Submitted to: Journal of Mammary Gland Biology and Neoplasia
Publication Type: Peer Reviewed Journal
Publication Acceptance Date: January 20, 2005
Publication Date: April 10, 2005
Citation: Horst, R.L., Goff, J.P., Reinhardt, T.A. 2005. Adapting to the transition between gestation and lactation: differences between rat, human and dairy cow. Journal of Mammary Gland Biology and Neoplasia. 10(2):141-156. Interpretive Summary: A number of adaptive changes must take place in mammals in order to meet the increased demand for Ca during lactation. Unlike most mammalian species, the dairy cow faces the biggest challenges at the initiation of lactation, not late gestation. The dairy cow is therefore at great risk of developing severe hypocalcemia at the onset of lactation.

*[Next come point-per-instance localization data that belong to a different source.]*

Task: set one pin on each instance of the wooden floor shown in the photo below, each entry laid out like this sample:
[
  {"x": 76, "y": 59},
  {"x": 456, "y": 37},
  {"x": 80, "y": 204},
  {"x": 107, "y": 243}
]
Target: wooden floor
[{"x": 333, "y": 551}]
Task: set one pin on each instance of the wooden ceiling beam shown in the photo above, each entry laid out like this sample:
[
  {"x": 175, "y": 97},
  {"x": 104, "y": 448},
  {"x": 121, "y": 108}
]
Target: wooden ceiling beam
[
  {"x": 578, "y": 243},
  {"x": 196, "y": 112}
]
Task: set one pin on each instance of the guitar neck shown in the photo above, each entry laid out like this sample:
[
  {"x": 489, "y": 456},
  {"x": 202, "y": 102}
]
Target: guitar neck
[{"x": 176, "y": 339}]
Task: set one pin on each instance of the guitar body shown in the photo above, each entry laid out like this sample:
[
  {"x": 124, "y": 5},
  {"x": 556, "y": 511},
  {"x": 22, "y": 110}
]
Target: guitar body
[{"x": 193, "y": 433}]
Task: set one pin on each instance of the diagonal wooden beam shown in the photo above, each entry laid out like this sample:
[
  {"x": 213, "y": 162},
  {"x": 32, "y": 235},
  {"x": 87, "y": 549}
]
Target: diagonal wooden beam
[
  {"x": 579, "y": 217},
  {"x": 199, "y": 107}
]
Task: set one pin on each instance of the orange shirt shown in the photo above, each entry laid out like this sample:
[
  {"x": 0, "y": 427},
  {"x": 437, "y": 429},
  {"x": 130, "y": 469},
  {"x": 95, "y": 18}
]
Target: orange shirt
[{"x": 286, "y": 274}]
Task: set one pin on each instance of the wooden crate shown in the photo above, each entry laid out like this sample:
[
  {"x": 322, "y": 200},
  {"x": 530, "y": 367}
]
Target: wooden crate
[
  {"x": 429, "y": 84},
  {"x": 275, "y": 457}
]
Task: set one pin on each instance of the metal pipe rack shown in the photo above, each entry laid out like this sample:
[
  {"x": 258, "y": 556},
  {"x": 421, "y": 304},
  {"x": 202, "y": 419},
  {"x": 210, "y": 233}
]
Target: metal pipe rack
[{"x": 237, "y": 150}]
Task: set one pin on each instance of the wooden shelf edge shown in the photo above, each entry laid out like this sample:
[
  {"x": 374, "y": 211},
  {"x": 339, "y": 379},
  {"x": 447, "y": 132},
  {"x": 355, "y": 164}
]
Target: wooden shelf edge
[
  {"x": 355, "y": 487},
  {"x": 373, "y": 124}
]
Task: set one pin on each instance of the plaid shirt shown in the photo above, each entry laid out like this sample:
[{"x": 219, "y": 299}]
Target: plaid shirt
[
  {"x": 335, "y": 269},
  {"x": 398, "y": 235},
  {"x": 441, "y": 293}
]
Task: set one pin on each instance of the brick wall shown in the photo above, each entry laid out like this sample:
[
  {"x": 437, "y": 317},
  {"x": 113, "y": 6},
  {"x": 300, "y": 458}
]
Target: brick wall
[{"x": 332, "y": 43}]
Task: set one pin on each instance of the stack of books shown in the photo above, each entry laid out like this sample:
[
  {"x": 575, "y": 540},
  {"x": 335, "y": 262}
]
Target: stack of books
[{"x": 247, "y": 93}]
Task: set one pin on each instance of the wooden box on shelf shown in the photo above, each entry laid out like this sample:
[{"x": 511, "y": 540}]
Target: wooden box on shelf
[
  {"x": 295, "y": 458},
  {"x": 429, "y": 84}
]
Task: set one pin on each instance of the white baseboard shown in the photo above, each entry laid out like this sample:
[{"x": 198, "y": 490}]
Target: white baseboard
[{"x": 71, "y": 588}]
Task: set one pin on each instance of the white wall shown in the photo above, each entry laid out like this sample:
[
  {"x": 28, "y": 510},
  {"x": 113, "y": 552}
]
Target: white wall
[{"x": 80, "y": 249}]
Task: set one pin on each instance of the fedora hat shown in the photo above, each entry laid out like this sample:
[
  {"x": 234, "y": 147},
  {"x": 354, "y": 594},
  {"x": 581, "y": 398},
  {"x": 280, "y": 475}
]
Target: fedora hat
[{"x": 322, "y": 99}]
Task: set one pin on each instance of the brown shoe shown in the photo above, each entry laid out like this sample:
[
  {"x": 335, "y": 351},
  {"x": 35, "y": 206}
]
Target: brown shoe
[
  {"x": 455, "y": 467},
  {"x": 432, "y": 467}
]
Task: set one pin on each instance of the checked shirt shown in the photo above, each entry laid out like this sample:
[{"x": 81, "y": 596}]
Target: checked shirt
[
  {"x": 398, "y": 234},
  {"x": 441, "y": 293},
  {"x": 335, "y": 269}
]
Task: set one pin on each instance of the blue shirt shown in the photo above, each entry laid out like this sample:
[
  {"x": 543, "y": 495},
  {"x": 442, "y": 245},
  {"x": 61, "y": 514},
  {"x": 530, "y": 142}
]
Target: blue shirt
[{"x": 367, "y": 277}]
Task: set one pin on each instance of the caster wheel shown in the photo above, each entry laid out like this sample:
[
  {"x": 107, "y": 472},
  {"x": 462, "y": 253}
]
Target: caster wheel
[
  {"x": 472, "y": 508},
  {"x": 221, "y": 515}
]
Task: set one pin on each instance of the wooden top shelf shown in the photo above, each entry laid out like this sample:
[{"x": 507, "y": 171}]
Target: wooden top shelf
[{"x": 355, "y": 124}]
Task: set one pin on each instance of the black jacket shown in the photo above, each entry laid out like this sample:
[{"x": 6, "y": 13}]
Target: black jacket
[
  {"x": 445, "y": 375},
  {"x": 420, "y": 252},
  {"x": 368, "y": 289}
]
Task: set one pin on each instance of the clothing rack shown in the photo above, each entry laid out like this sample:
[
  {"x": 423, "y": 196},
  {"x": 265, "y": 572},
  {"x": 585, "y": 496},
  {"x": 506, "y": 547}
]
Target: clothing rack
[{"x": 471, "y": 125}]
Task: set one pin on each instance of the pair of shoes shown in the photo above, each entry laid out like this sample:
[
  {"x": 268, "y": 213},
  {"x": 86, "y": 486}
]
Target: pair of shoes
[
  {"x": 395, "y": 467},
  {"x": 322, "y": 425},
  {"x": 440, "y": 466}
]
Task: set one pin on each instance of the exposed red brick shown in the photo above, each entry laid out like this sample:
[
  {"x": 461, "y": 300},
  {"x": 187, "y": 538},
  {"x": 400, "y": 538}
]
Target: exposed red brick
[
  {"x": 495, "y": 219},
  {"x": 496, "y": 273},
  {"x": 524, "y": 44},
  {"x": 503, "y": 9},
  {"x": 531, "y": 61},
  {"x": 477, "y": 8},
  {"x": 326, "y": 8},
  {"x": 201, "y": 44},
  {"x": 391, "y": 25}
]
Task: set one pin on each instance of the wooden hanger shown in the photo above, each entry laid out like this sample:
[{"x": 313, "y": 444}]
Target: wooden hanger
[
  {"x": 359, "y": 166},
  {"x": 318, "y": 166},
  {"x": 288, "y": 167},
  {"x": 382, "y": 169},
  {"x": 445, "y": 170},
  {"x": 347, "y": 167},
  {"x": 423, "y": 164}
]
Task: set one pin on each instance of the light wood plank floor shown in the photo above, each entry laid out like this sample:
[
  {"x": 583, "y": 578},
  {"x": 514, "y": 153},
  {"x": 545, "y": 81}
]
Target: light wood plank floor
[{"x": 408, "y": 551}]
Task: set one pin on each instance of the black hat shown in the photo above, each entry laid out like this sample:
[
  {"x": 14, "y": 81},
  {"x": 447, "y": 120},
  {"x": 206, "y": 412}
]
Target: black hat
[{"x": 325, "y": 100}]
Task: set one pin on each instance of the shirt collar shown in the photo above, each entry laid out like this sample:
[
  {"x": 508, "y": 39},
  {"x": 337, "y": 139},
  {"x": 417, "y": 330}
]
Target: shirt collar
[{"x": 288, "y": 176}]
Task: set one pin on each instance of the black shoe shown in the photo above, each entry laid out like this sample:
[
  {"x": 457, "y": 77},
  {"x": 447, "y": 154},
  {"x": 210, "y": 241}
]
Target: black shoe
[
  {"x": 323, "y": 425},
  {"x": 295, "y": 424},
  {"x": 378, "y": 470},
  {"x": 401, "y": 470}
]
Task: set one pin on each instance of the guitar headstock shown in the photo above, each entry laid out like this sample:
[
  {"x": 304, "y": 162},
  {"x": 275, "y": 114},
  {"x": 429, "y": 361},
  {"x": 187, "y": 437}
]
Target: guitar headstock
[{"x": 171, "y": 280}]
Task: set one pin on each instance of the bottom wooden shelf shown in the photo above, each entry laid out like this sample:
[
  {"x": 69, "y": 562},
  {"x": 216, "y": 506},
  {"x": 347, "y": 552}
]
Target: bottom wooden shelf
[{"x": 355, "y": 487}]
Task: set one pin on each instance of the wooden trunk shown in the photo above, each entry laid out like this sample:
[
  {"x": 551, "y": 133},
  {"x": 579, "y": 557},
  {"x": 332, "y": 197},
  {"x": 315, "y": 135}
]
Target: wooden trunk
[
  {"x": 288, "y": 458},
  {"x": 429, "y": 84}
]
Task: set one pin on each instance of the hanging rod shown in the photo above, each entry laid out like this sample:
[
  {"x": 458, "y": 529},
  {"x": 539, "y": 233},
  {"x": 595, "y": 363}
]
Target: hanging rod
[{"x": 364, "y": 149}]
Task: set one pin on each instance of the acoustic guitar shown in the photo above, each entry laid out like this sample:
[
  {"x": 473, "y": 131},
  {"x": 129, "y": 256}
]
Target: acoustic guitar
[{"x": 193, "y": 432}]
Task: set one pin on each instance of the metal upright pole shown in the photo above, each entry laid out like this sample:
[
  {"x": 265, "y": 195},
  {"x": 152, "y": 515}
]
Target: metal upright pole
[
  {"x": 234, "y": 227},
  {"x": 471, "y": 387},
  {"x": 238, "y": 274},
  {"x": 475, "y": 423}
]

During the past several years, significant advances have been made in our understanding of the pathogenesis of milk fever in dairy cattle. Most notably are the recent observations outlining the importance of acid base balance on PTH function and Ca homeostasis in dairy cattle. These concepts have provided the background for implementing new practical approaches for prevention of milk fever by dairy producers and have also provided new focus for basic and applied research. Future research will focus on identifying regulatory events responsible for transport of Ca into the mammary gland as well as characterizing further the physiological and cellular events responsible for modifying hormonal regulation of Ca metabolism.
Technical Abstract: Adequate blood calcium concentrations are vital to normal function of mammals. Mechanisms for maintaining normal blood calcium function adequately most of the time; however, occasionally they fail and calcium homeostasis is compromised. Milk fever or periparturient hypocalcemia in dairy cattle is a well-documented example of a breakdown in calcium homeostatic mechanisms. This disease occurs at the time of parturition and is unique to adult dairy animals. The disease results from the inability of animals to cope with the sudden demand for calcium in support of colostrum formation. Animals developing the disease become hypocalcemic and require intravenous calcium to survive. The precise metabolic lesions responsible for the onset of milk fever are still being debated. This report will highlight some of the current concepts related to the causes and prevention of milk fever in dairy cattle, as well as contrasting differences in calcium demands that exist between dairy cattle, humans, and rats at the onset of lactation.